Before tutoring at Suncrest Middle, I thought for sure that I wanted to teach high school students instead of middle school students. I suppose I had formed somewhat of a bias towards the older students during my volunteer hours. After spending this semester at Suncrest Middle, I have found that I would rather teach middle school students. I feel as though these students are at walking a fine line between the age of critical thinking and the age of vivid imagination. I observed students working on a project where they had to create their own version of Earth. They had to come up with their own continents and figure out where certain biomes belonged. They also named their planet, the continents, and the oceans found between these continents. During this project the students had such a great time being creative but at the same time used what they had learned in class to create a planet that "made sense". My time at Suncrest Middle has definitely changed my view of what it means to be a middle school student and a teacher of these students.

Next, I have come to terms with the fact that not every lesson is going to go according to plan and that not every student is going to be engaged with even the most exciting or interesting lessons. I tutored a student with behavior problems. She did not want to do anything that involved science the day I tutored her. I felt like I was making the assignment relevant to her, and yet she took every chance she could to make that relevance into an argument about how it did not apply to her. I should mention she is also a gifted student. She did have a few valid points, but I was so shocked that I student would be so against anything science related that she would actually argue with me. Later that period she became extremely disruptive and had to be removed from the classroom. I was shaken up to say the least. Days like these are enough to make a pre-service teacher want to switch majors, but I'm glad I had this experience. It just shows me that teaching is unpredictable. Even the greatest lessons are not going to work for every student, but you have to do your best and hope that you have planned something that the majority of the students will find interesting.

Finally, I have found that teacher collaboration is an amazing thing. I feel as though my mentor teacher and I have become somewhat of a team this semester. It is comforting to know that my mentor teacher and other teachers at Suncrest Middle are very approachable and willing to answer questions I have about the students or activities that seem to be effective in their classrooms. This is something that I did not have the opportunity to experience before my time spent at Suncrest Middle. The relationship I have with my mentor teacher has made this semester at Suncrest Middle much easier and very enjoyable. She knows what works and what doesn't work. She is willing to discuss tutor assignments and help me with any difficulties that I may have. I, too, try to help her in any way I can. Again, collaboration is definitely an amazing thing.

Friday, October 9, 2009

Instructional Technology Integration

Technology use is when someone, such as a teacher or student, utilizes a technology, such as a computer, iPod, or PowerPoint presentation. This ability to use technology is becoming more and more important due to the increased integration of technology in education. Technology integration in education involves a teacher and/or student using a particular technology to improve the skills of the student or better the understanding of a particular idea. For technology integration to take place, the teacher and the student must have mastery of the particular technology in use. Therefore, technology integration would be impossible without the understanding of technology use.

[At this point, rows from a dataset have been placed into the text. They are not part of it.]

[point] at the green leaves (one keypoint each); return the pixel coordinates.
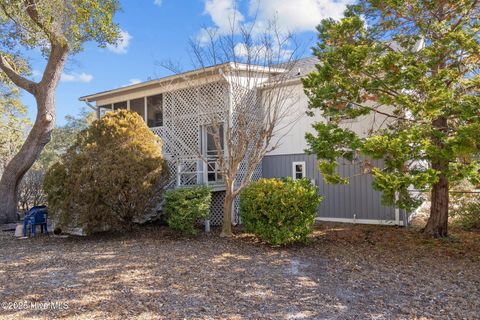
(187, 206)
(68, 23)
(110, 177)
(279, 211)
(410, 73)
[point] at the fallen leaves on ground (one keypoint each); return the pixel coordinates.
(345, 272)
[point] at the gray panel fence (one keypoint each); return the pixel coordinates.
(357, 200)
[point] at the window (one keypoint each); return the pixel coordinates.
(211, 153)
(138, 106)
(298, 170)
(120, 105)
(155, 111)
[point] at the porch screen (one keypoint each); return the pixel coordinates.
(213, 174)
(155, 111)
(120, 105)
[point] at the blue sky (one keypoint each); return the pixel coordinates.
(158, 30)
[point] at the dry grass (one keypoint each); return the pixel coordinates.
(346, 272)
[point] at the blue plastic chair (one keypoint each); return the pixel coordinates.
(36, 216)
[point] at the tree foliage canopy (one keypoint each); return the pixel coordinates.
(415, 65)
(112, 175)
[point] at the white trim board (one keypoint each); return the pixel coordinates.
(361, 221)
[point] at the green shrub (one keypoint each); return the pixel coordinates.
(185, 207)
(112, 176)
(465, 207)
(279, 211)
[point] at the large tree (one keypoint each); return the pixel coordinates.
(57, 28)
(415, 66)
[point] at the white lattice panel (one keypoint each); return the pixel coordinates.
(185, 111)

Action Research Wonderings

Learning about inquiry and wonderings has changed the way I analyze questions I have about my tutor placement. Before learning about wonderings, I had questions about students that no one seemed to be able to answer. I felt that these questions would always be floating around in the back of my mind only to disrupt my sleep patterns. I felt hopeless, to say the least. Now that I have a better understanding of what a wondering is, I realize that those 'floating questions' were really just wonderings that could be of some use in my study of education and could potentially change the way I teach and affect students.

In my current placement, I tend to focus on students that do not show much motivation. I see the same kids, week after week, fall more and more behind, and I ask myself,"Why?". I have been trying to use what we have been learning about inquiry to take that question and work towards an answer. I now realize that there may not always be a definite answer, but after looking at the literature on forces outside the classroom and principles of motivation I know that I do not have to give up on this question of "Why?". The information I need is there. I can make a difference and understand what I need to do as a pre-service teacher if only I take that step into inquiry and implement these findings.